X-ray structural analysis of compound 3 was performed on a Rigaku Oxford Diffraction SuperNova XtaLAB diffractometer, equipped with a HyPix-3000 twodimensional semiconductor detector. Measurements were done at 100 K using microfocused monochromatic CuKα radiation. Unit cell parameters (triclinic singony; spatial symmetry group P1; a 9.1002(2), b 11.3466(2), c 12.4224(3) Å; α 70.6779(19), β 86.4910(18), γ 83.3558(17)°; V 1201.96(5) Å3; Z 2) were refined by the least-squares technique on the basis of 46830 reflections with 2θ within 7.54–140.00°. The data were integrated accounting for the Lorentz factor and polarization effects in the CrysAlisPro software package.13 Absorption correction was introduced empirically in CrysAlisPro using spherical harmonics implemented in the SCALE3 ABSPACK scaling algorithm.
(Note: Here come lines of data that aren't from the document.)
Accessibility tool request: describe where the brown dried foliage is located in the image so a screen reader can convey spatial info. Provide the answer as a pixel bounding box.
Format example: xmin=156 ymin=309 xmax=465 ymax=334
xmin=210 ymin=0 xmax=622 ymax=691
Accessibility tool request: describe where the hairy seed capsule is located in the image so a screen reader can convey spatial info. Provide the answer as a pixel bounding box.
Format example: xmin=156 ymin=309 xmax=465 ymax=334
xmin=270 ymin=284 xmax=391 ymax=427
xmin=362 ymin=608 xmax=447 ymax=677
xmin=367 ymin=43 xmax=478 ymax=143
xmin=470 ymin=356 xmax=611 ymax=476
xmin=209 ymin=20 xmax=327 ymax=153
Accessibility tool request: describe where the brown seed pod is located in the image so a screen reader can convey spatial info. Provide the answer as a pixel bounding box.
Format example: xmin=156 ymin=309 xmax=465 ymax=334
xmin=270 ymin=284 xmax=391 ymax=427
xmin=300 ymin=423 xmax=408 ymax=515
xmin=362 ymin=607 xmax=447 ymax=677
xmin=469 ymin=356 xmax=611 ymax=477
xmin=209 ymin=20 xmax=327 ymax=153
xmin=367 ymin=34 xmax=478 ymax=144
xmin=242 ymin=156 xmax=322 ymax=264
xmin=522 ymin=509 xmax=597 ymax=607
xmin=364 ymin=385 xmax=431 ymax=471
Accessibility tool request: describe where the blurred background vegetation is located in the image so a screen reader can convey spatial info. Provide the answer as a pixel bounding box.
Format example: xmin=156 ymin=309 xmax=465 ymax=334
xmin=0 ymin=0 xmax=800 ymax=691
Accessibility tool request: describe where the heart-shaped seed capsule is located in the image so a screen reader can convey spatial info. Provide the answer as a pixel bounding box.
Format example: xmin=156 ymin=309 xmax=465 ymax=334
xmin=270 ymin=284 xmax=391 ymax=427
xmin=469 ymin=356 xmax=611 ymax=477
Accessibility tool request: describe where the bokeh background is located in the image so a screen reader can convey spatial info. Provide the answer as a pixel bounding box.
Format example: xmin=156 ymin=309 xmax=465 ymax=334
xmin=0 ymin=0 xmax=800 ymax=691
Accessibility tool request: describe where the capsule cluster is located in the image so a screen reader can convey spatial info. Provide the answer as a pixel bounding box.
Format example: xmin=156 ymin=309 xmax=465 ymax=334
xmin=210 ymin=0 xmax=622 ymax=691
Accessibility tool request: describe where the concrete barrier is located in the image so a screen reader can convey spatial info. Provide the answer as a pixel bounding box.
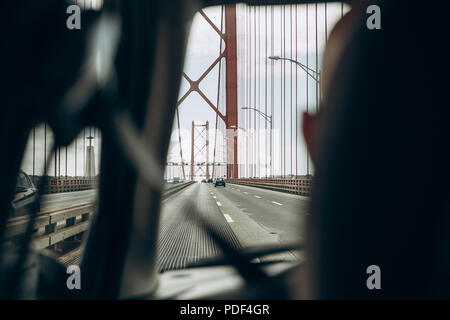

The structure was solved with the direct method and refined to the final R1 of 0.035 (wR2 0.089) for 4256 independent reflections with |Fo| ≥ 4σF using the program SHELX14,15 built into the OLEX2 complex.16 The positions of hydrogen atoms were calculated by the algorithms incorporated in the SHELX software package, where Uiso(H) was set as 1.5Ueq(C), and the length of C–H bond set at 0.96 Å for CH3 groups; Uiso(H) was set as 1.2Ueq(C), and the length of C–H bond set at 0.97 Å for CH2 groups; Uiso(H) was set as 1.2Ueq(C), and the length of C–H bond set at 0.93 Å for CH groups. The full set of X-ray structural data for compound 3 were deposited at the Cambridge Crystallographic Data Center (deposit CCDC 1852466).